Falling out of a truck and on the Internet
Online marketplaces like Amazon and Walmart face hurdles in identifying and blocking questionable activity because sellers are anonymous and have few requirements to use these platforms. The inability of the retail giants to track down or remove enough shady sellers means that criminals – from individuals to organized groups – profit from stolen property via third-party marketplaces.
In the case of SAP, eBay has made headlines countless times because stolen goods are sold on its site. In the tech world, there have been recent reports of stolen Tesla car computers with personal data being sold there, for example, and a crime syndicate accused of selling more than $12 million worth of electronics and printer cartridges. Not even the Federal Reserve is immune from seeing their augmented equipment listed on an auction site. In 2008, for example, the US Government Accountability Office detailed how military items are sold on eBay. [PDF].
eBay’s seller policy prohibits the sale of stolen property and says the company will “work with law enforcement on any attempts to sell stolen property on eBay.” His website links to the California Department of Justice’s website for reporting organized retail crime, and there’s also an eBay Security Center page for reporting suspicious eBay activities to law enforcement.

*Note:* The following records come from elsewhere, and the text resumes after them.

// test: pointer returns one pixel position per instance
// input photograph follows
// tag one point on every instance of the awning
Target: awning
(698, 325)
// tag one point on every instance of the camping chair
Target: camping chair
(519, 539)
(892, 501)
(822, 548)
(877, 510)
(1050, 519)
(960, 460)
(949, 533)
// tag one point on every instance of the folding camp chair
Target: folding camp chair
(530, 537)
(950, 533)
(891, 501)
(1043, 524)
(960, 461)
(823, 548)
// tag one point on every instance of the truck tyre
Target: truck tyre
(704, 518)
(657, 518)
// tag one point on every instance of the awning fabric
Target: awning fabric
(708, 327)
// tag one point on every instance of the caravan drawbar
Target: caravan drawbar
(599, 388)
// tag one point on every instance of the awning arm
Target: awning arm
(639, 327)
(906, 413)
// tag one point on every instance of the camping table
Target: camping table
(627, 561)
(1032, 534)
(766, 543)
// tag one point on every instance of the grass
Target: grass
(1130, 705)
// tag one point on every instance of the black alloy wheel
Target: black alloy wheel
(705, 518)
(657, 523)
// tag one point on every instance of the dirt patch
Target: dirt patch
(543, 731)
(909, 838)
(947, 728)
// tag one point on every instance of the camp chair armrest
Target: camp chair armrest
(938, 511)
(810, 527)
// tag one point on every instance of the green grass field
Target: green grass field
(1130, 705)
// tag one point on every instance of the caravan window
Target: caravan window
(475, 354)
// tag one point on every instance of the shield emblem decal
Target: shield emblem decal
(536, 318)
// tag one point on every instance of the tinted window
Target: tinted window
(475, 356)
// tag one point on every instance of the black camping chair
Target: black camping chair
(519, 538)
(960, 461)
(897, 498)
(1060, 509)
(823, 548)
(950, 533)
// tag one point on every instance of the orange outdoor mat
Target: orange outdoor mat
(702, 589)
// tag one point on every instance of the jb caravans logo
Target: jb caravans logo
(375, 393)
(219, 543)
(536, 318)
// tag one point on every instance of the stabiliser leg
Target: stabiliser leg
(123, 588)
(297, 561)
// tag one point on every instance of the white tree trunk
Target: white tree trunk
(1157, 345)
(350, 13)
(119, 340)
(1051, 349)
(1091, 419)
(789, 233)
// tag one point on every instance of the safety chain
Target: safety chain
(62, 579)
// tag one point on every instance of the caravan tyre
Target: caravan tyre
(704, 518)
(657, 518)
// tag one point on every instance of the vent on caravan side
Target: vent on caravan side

Ars Technica asked eBay about its current tactics to prevent stolen items from being listed on the site, and a company spokesperson said the company “has zero tolerance for criminal activity” and supports “criminal prosecutions against those who attempt to use our platform to sell stolen merchandise.”
The representative also pointed to eBay’s Proact Team, which launched in 2007 and works with 70 retailers to identify potential fraudulent sellers for referral to law enforcement.
But how do people get away with using eBay over and over again as a black market for stolen items? And given how easy it is to sell anything online, is it really possible to get rid of promotional items off eBay?